Uma das maiores lendas da pediatria, e autor de Pediatria: diagnóstico + tratamento, considerado a “bíblia” da especialidade desde 1978, o dr. Jayme Murahovschi participa, aos 91 anos, de uma das mesas do 7º Congresso Internacional Sabará-PENSI de Saúde Infantil
Na composição da mesa intitulada Os grandes nomes da nutrição pediátrica no 7º Congresso Internacional Sabará-PENSI de Saúde Infantil, a ser realizado em outubro de 2024, não poderia ficar de fora o dr. Jayme Murahovschi. Na certa quem estuda ou exerce a pediatria nos dias de hoje conhece essa chancela, pois seu nome aparece na capa de um dos principais tratados sobre o assunto no Brasil, Pediatria: diagnóstico + tratamento, considerado, desde 1978, uma referência para os pediatras. “Lembro-me bem do que um experiente pediatra me disse uma vez: ‘Todos os médicos usam seu livro; a diferença é que os jovens deixam o livro escondido e vão espiar no fim da consulta e os velhos o abrem despudoradamente na frente dos pacientes’.”

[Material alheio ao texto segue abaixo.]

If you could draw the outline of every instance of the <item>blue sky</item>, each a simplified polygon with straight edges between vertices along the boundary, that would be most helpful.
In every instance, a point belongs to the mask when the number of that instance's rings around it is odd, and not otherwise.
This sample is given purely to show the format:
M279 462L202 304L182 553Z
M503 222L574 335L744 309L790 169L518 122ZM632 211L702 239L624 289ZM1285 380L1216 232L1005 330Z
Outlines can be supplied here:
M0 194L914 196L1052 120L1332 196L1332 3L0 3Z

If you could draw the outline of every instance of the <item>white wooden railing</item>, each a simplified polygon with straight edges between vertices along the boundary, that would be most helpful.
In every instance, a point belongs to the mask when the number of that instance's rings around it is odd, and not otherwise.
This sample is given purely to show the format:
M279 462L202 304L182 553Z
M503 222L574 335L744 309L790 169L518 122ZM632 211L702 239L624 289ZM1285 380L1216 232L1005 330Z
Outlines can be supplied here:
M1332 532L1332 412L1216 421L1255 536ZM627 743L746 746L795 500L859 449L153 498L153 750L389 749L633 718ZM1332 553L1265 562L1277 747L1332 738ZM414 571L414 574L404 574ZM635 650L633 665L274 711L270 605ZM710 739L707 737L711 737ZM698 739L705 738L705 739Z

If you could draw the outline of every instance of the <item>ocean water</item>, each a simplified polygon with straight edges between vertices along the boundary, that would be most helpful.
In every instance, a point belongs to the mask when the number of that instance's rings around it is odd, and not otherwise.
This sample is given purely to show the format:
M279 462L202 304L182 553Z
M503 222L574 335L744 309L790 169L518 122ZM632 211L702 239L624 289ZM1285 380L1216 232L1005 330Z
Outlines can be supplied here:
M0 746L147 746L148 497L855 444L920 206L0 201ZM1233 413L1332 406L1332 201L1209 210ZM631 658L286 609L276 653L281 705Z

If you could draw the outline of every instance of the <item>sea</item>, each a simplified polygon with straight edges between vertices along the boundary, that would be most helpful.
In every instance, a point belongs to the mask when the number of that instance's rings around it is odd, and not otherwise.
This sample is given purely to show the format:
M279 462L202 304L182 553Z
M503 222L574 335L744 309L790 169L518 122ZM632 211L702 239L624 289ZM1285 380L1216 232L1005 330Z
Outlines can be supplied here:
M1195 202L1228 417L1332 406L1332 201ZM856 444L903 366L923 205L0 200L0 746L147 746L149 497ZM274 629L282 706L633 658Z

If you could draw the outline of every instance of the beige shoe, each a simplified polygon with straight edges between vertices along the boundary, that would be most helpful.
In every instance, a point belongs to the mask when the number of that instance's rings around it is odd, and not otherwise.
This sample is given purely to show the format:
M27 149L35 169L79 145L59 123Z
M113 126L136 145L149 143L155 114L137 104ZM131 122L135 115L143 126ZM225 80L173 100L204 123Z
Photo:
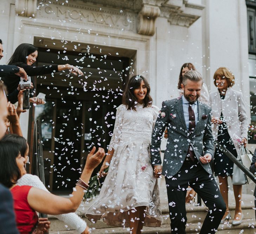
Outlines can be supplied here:
M229 214L226 217L225 217L225 218L224 218L223 219L221 220L220 224L223 224L226 220L227 220L227 222L228 223L229 222L229 220L230 219L231 219L231 216L230 216L230 215Z
M232 225L238 225L239 224L241 224L242 223L242 221L243 220L243 219L244 218L244 215L243 214L242 214L242 216L241 217L241 218L237 221L236 221L235 219L234 219L233 220L233 221L232 221Z

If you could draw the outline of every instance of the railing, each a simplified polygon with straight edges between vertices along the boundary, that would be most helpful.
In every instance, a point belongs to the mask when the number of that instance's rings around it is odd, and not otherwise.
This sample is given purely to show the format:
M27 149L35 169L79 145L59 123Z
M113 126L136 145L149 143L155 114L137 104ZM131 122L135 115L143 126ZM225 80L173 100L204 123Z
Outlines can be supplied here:
M45 185L42 129L41 126L41 121L39 119L37 120L35 122L33 149L31 174L38 176L40 180ZM47 215L45 214L40 213L39 214L39 217L40 218L47 218Z

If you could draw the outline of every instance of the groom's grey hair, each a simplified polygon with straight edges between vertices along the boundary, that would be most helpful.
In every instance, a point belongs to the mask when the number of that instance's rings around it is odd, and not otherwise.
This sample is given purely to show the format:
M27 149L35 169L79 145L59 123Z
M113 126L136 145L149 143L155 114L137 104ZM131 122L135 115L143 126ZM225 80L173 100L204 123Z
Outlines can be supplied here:
M203 85L203 78L202 75L197 71L190 70L187 72L183 76L182 83L185 86L186 85L187 81L189 80L192 81L197 82L202 81Z

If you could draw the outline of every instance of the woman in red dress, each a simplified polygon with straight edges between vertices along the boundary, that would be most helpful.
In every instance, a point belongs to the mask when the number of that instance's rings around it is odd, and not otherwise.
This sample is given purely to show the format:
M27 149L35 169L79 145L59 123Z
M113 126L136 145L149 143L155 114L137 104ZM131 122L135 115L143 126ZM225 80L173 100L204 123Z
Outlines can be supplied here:
M70 197L65 198L34 187L17 185L17 180L26 173L25 158L21 156L15 143L0 141L0 183L9 188L13 195L16 222L21 234L33 233L37 228L38 218L35 211L54 215L76 210L93 169L105 154L102 148L94 154L96 149L93 147L88 154L81 177ZM89 233L88 230L84 233Z

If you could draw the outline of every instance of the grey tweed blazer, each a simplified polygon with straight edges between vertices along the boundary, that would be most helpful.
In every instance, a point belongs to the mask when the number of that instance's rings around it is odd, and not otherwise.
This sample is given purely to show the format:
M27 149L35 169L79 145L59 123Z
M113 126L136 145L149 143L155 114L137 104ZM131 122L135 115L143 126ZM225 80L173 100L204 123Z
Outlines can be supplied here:
M179 172L186 155L190 143L203 168L209 174L212 174L209 164L203 164L199 159L200 156L207 153L214 155L211 108L199 101L198 103L198 121L193 132L190 135L185 122L181 96L163 102L152 133L150 150L152 165L162 163L160 155L161 139L166 127L168 138L162 172L165 176L170 178Z

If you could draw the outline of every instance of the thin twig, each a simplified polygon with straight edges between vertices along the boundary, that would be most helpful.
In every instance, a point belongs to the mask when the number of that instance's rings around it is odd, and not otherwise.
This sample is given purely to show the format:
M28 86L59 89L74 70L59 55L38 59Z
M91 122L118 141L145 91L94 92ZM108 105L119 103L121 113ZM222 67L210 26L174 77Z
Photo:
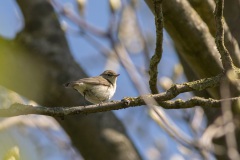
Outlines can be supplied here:
M155 26L156 26L156 48L155 53L151 58L149 66L149 86L152 94L157 94L157 75L158 63L162 58L162 42L163 42L163 15L162 15L162 0L154 0Z
M217 28L215 42L217 49L221 55L223 68L225 71L227 71L234 69L234 64L227 48L224 45L223 8L224 0L217 0L214 13Z

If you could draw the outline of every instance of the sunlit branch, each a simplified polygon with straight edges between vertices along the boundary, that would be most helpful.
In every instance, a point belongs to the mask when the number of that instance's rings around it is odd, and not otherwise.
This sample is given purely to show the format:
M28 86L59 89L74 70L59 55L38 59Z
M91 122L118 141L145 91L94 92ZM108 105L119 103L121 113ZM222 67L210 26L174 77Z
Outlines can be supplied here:
M156 26L156 48L155 53L151 58L149 66L149 86L152 94L158 93L157 89L157 75L158 63L162 58L162 42L163 42L163 14L162 14L162 0L154 0L155 12L155 26Z
M234 64L232 62L232 58L224 45L224 28L223 28L223 8L224 8L224 0L216 1L215 8L215 21L216 21L216 38L215 42L217 45L217 49L221 54L221 60L223 64L223 68L225 70L234 69Z

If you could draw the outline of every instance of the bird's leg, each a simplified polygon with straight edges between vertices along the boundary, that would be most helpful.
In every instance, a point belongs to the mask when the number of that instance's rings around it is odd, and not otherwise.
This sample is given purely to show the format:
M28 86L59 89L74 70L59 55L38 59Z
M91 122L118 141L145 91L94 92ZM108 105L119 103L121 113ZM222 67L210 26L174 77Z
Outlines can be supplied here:
M84 103L84 107L86 106L86 98L85 98L85 96L86 96L86 92L84 91L84 92L83 92L83 98L84 98L84 102L83 102L83 103Z

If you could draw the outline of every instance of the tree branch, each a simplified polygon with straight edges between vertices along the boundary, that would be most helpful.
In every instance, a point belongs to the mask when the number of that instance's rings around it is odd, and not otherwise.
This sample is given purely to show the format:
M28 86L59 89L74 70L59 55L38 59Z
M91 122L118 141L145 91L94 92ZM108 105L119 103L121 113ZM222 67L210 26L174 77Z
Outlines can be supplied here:
M66 116L74 114L90 114L96 112L106 112L111 110L124 109L128 107L135 107L145 105L146 100L151 102L155 99L165 109L179 109L179 108L191 108L196 105L204 105L210 107L218 107L221 101L231 100L236 101L239 98L231 98L224 100L204 99L200 97L194 97L187 101L176 100L167 101L175 98L180 93L190 91L201 91L203 89L212 88L219 85L223 78L223 74L219 74L215 77L200 79L193 82L187 82L183 84L175 84L166 92L160 94L149 94L139 97L126 97L122 101L113 101L96 105L88 106L73 106L73 107L40 107L24 104L13 104L8 109L0 109L1 117L10 117L26 114L41 114L49 116ZM165 102L164 102L165 101Z
M216 21L216 45L219 53L221 54L223 68L225 70L234 69L234 64L232 62L232 58L224 45L224 29L223 29L223 8L224 8L224 0L216 1L215 8L215 21Z
M158 63L162 58L162 42L163 42L163 14L162 14L162 0L153 0L156 26L156 49L151 58L149 66L149 86L152 94L157 94L157 75Z
M147 99L155 98L156 100L161 99L163 95L147 95ZM145 97L145 98L146 98ZM193 97L189 100L183 101L177 99L175 101L157 101L165 109L184 109L192 108L195 106L205 106L205 107L220 107L221 102L231 101L237 102L240 97L228 98L228 99L205 99L202 97ZM122 101L112 101L103 104L95 104L88 106L73 106L73 107L42 107L42 106L32 106L24 105L20 103L14 103L8 109L0 109L0 117L12 117L27 114L40 114L48 115L53 117L63 117L67 115L76 114L90 114L97 112L106 112L111 110L125 109L129 107L136 107L145 105L145 101L140 97L129 97L123 99Z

Médico pediatra, especialista em gastroenterologia pediátrica, o dr. Murahovschi é membro vitalício da Academia Brasileira de Pediatria — um dos 30 escolhidos entre cerca de 40 mil pediatras no Brasil — e da Academia de Medicina de São Paulo. Por 35 anos, foi professor titular de pediatria (departamento que foi convidado a criar) da Faculdade de Ciências Médicas de Santos. Ao longo de seis décadas, estima ter atendido 35 mil crianças de três gerações (ele parou de clinicar em 2022). Aos 91 anos, é professor, pesquisador, palestrante e reconhecido autor de livros-referência dessa área.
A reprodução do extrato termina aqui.